Z0bosons and the weak force
The Z0 boson is an elementary particle that, together with the W bosons, mediates the weak force, which is responsible for the radioactive decay of atomic nuclei and other processes.
There are two ways for Z0 bosons to appear at particle accelerators like HERA. They can either emerge as real particles from the fireballs created in particle collisions or they can be exchanged as short-lived fluctuations, called virtual particles, between ordinary particles that are coupled by the weak force.
Production of real Z0 bosons
Since Z0 bosons are heavy particles and require a large amount of energy for their creation, they were seldomly produced in HERA’s electron–proton and positron–proton collisions.

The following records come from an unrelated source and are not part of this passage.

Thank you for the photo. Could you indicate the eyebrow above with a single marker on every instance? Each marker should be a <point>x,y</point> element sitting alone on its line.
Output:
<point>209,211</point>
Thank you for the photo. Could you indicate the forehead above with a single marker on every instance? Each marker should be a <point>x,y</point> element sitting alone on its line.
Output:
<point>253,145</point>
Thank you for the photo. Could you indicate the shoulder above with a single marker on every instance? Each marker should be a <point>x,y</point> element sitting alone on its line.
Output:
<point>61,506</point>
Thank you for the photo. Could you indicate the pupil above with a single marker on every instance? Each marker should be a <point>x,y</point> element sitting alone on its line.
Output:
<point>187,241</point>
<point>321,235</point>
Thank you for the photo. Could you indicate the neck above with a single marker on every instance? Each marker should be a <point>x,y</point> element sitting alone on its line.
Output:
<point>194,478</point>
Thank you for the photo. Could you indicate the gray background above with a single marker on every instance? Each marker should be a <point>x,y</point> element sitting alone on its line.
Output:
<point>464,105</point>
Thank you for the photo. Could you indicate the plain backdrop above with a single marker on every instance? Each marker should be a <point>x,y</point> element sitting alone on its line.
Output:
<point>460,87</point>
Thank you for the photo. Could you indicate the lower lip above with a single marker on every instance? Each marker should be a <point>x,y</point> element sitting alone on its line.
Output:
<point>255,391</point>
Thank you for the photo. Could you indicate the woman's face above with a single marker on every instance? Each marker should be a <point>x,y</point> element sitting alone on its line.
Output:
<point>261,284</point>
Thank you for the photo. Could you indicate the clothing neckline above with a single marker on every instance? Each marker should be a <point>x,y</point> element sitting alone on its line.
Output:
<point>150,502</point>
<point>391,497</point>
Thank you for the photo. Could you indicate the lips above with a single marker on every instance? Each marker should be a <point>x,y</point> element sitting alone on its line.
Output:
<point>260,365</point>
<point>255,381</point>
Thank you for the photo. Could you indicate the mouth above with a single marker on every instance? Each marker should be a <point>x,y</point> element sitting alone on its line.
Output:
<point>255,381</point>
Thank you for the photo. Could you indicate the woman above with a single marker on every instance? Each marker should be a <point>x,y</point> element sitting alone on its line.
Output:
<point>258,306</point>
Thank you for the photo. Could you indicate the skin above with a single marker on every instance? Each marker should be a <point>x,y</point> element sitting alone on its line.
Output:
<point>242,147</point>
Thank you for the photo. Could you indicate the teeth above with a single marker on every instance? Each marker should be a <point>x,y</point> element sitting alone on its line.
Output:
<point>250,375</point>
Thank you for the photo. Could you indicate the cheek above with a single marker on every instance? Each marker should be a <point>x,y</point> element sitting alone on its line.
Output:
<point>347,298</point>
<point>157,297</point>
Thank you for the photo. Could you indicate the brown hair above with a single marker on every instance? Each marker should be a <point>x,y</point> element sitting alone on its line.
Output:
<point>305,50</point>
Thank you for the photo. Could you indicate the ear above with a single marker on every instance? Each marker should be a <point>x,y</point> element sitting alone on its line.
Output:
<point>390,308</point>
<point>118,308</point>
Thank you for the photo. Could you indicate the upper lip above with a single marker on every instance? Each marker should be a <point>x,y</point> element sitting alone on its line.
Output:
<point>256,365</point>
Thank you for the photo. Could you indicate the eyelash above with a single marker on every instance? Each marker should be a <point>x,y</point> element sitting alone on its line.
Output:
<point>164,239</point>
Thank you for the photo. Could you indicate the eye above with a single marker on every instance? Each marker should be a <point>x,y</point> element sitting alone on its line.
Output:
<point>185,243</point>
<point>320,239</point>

To increase their chances of detecting Z0 bosons, the ZEUS scientists concentrated their analysis on collision events, in which the proton stayed intact. “If you include all events, you end up with too many other processes where the proton breaks, so you can no longer find those few Z0 bosons that you are looking for,” says DESY researcher and ZEUS Physics Chairwoman Katarzyna Wichmann, who took part in the data analysis.
Using this analysis strategy and a calorimeter that quantified particle energies with an exceptional energy resolution, the particle physicists were able to conclude that 15 real Z0 bosons had been created in the half-billion collision events recorded by the ZEUS detector. These numbers are comparable to the identification of only two individuals in Germany’s entire population.

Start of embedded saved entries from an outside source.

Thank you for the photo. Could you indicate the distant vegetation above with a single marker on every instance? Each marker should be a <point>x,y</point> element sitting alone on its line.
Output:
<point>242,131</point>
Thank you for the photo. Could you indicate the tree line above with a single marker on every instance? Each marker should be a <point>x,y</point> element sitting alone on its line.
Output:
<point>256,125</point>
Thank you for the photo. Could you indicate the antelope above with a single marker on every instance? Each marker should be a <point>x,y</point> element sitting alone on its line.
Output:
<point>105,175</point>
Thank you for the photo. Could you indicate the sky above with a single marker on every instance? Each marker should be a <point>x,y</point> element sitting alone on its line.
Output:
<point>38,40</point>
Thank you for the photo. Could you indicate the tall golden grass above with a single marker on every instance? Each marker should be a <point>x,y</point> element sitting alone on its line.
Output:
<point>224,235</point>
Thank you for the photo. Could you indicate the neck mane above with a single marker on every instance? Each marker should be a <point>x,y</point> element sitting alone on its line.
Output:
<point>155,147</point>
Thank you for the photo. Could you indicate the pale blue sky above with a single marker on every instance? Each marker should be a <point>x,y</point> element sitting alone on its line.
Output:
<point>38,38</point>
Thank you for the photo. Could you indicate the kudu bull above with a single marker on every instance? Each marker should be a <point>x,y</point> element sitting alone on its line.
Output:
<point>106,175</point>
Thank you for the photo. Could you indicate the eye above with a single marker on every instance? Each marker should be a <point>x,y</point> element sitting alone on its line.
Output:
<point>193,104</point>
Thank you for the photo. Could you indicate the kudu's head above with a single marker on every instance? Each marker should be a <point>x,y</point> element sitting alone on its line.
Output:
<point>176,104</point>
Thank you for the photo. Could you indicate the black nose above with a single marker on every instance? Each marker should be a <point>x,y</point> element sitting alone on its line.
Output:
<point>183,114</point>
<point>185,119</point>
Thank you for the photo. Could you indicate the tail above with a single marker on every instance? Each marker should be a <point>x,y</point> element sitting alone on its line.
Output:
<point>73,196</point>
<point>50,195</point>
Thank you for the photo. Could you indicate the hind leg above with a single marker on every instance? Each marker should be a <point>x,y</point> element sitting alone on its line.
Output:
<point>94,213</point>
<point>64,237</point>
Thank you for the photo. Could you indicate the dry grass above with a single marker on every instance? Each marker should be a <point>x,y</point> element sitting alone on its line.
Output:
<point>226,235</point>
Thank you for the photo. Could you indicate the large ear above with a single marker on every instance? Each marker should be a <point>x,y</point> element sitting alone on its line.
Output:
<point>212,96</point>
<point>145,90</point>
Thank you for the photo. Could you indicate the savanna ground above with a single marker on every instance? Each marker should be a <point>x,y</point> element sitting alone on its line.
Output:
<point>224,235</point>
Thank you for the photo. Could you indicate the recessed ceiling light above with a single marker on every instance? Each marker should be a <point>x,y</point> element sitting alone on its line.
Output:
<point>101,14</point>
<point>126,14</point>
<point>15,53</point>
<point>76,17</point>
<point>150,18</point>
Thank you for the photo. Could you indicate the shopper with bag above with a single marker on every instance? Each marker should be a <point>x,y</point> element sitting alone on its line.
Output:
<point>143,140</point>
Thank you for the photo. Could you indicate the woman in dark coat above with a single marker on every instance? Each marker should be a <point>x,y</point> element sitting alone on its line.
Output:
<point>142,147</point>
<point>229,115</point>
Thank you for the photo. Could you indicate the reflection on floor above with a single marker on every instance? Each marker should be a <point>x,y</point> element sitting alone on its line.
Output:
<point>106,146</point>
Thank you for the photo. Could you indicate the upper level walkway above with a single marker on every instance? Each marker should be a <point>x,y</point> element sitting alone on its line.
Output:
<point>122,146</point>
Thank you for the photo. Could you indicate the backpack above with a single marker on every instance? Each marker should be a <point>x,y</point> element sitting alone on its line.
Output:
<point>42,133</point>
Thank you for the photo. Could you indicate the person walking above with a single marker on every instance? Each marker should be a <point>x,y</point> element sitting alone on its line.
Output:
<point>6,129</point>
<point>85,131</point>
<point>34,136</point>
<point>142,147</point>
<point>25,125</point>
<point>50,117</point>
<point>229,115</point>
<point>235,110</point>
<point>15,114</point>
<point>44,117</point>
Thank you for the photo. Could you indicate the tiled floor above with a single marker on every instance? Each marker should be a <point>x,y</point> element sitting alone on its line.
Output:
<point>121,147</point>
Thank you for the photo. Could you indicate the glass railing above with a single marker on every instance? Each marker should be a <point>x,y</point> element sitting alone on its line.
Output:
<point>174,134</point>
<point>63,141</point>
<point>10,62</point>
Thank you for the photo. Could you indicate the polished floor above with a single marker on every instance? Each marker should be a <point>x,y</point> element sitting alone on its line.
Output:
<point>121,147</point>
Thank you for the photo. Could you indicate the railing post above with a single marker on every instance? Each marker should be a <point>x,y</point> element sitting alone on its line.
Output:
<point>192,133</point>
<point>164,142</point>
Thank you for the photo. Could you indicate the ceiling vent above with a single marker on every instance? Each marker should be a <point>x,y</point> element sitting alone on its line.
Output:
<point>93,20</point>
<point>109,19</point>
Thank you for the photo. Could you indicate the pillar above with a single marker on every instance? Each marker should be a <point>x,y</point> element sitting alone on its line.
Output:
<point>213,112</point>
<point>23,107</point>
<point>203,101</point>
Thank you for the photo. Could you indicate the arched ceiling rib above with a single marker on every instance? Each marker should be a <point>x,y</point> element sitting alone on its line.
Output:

Exchange of virtual Z0 bosons
Furthermore, the ZEUS researchers teamed up with scientists from the H1 collaboration to study virtual Z0 bosons that are exchanged when electrons or positrons interact with protons. However, due to their electric charges, electrons or positrons and the quarks inside protons also exchange photons, the carrier particles of the electromagnetic force. At small energy transfers in the collision process, the electromagnetic force dominates the weak force.
To extract the much smaller contribution of the Z0-mediated weak force, the researchers must therefore zero in on large energy transfers in the scattering process. “At high energy transfers, the interaction probability depends on whether electrons or positrons are used in the experiment,” says DESY scientist Stefan Schmitt, spokesperson of the H1 collaboration. “The difference in the behaviour of electrons and positrons cannot stem from the exchange of photons because the electromagnetic force does not have that effect.”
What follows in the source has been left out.